Making math questions into ads is the most widely audienced IP
FUN Eyes the World
1. Giant panda Qi one sticky people break the sky, do not love bamboo love thighs
Ah!! This is the legs of youth, this is the legs of friendship, I unilaterally declare that this thigh is my commitment! Package! That's it! (@iPanda Panda Channel)
Nothing can stop me from yearning for my thighs, and that's me who sticks to my roommate before the exam
Across thousands of mountains and waters also want to hold daddy's legs! It's no use putting me anywhere!
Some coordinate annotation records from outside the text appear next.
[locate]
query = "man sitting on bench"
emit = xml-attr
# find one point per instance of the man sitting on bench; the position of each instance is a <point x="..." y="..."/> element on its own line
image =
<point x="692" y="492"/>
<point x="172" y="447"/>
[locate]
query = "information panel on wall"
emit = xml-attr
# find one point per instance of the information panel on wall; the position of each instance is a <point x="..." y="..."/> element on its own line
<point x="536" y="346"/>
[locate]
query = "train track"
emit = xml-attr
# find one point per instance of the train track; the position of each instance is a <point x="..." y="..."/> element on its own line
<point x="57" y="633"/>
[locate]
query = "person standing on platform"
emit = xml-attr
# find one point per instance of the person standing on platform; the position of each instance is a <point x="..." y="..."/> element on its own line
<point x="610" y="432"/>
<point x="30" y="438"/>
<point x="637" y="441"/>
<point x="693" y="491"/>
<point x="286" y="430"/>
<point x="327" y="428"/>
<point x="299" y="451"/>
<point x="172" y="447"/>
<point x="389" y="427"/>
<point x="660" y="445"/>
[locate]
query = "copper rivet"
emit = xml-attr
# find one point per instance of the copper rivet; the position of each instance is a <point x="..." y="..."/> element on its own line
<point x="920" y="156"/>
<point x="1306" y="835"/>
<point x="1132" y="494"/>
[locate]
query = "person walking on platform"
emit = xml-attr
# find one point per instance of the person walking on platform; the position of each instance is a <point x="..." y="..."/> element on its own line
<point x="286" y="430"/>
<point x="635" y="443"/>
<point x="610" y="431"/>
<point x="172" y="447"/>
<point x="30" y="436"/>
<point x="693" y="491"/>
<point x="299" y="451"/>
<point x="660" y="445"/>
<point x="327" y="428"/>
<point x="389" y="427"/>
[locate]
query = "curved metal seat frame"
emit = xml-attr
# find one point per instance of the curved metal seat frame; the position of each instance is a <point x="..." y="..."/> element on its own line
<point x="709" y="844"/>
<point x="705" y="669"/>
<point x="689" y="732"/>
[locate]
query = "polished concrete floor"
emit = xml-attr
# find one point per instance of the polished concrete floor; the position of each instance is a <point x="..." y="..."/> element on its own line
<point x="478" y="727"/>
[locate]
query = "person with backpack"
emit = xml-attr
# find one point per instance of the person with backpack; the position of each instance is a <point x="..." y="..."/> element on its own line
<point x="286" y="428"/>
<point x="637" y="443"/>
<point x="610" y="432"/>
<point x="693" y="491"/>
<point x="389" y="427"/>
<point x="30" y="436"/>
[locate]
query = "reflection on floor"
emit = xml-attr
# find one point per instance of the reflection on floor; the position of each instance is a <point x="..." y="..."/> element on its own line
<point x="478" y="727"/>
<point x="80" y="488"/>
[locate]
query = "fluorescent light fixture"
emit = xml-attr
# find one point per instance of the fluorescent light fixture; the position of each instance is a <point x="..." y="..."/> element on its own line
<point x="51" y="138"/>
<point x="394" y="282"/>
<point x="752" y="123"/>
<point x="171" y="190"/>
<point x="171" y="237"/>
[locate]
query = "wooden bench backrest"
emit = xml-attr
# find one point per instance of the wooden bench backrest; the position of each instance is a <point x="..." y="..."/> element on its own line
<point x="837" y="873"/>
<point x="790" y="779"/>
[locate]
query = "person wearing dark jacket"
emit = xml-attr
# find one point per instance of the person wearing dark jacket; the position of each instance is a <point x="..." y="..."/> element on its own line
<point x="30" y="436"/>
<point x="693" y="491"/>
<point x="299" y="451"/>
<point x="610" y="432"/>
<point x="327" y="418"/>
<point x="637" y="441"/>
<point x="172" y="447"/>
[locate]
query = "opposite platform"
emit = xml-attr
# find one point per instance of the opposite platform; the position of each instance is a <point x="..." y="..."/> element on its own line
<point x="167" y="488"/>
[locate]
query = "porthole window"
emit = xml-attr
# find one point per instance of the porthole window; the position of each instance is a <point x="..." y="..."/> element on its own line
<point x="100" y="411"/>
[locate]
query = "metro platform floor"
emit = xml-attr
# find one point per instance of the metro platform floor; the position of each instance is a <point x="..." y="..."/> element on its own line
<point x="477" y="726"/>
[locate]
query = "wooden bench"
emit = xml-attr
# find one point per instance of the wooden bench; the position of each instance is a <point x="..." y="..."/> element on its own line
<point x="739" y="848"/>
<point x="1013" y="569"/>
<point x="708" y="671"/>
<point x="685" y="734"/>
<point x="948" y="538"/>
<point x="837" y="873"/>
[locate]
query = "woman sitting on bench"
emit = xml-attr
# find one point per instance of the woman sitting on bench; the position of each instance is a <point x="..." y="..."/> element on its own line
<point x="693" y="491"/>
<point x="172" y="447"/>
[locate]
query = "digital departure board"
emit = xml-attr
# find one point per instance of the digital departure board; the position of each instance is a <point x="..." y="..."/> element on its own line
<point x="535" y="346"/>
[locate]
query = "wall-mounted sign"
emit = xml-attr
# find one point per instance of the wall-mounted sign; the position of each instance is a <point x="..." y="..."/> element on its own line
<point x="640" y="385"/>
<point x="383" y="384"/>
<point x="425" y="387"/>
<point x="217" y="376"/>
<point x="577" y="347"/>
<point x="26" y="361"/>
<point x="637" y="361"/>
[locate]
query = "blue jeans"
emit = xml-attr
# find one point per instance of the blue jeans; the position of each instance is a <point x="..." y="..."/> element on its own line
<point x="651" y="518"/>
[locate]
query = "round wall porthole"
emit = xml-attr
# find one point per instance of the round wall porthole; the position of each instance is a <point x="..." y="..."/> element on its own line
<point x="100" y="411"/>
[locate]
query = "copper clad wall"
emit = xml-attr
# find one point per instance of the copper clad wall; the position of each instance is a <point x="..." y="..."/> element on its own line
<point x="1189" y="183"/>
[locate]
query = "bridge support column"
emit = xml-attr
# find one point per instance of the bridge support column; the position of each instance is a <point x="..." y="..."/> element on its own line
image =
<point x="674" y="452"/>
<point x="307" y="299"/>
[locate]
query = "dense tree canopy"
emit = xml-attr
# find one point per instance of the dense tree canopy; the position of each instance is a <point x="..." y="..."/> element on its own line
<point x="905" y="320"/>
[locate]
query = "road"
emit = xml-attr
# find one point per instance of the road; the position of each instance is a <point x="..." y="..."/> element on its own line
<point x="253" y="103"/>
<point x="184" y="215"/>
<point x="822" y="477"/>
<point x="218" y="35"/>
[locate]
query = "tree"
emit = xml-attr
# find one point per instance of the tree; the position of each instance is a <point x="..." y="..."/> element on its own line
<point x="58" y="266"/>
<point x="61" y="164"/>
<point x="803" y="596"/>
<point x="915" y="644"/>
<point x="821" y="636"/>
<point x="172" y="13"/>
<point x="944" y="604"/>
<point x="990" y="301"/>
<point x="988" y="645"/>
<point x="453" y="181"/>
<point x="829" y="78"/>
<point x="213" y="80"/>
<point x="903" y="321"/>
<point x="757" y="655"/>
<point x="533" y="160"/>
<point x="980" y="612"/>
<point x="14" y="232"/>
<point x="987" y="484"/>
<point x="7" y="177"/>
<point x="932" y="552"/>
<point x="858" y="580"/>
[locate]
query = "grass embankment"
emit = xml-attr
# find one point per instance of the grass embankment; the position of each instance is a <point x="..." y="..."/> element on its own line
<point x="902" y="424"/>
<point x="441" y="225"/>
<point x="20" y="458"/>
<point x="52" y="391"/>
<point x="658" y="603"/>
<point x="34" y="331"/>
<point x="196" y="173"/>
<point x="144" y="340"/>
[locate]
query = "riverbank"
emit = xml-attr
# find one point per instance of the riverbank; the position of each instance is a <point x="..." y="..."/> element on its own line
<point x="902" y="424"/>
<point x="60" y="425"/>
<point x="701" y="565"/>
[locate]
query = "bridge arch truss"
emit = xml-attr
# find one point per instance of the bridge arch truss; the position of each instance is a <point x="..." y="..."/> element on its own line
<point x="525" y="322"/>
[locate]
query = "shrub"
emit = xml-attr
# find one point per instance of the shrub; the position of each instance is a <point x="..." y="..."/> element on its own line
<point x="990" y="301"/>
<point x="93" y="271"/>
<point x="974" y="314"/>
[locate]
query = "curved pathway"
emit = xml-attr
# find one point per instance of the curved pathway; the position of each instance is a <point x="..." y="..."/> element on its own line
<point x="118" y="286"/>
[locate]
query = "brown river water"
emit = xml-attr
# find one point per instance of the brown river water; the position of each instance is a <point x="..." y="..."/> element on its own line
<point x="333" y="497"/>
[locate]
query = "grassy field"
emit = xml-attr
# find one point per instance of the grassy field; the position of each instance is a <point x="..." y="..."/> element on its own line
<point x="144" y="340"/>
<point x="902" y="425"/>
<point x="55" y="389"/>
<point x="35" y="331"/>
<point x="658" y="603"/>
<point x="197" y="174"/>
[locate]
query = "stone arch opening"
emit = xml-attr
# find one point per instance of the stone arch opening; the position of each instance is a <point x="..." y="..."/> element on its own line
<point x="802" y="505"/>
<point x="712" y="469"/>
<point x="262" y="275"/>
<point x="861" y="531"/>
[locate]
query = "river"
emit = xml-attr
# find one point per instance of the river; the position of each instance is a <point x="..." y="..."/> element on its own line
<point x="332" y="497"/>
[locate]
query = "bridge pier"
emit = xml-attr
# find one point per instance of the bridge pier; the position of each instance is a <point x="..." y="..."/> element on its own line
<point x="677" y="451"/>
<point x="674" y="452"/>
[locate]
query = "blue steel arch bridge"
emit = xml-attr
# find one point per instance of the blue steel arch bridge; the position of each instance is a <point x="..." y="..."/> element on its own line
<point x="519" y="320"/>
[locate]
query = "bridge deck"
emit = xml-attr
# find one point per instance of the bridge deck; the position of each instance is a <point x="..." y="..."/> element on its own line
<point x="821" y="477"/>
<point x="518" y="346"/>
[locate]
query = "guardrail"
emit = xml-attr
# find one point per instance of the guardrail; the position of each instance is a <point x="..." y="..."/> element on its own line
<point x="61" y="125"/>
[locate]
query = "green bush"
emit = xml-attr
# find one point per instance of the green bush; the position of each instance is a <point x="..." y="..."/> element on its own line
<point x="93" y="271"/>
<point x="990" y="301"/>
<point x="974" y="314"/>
The legs are as bright as a lighthouse, and I'll find my way forward
Qi one: What are you busy with to hug me I am a national treasure ah
Roll the world!
The same video, Facebook played more than 100 million, the daily push also firmly in the top three, but not .jpg
Fans: Buy the same leg pendant
Daddy: Global limit, only this one, do not sell do not send, for dazzling rich
2. Yang Han's father is famous (@KDS_ ninja mess Taro)
You have to believe, in fact, he doesn't want to...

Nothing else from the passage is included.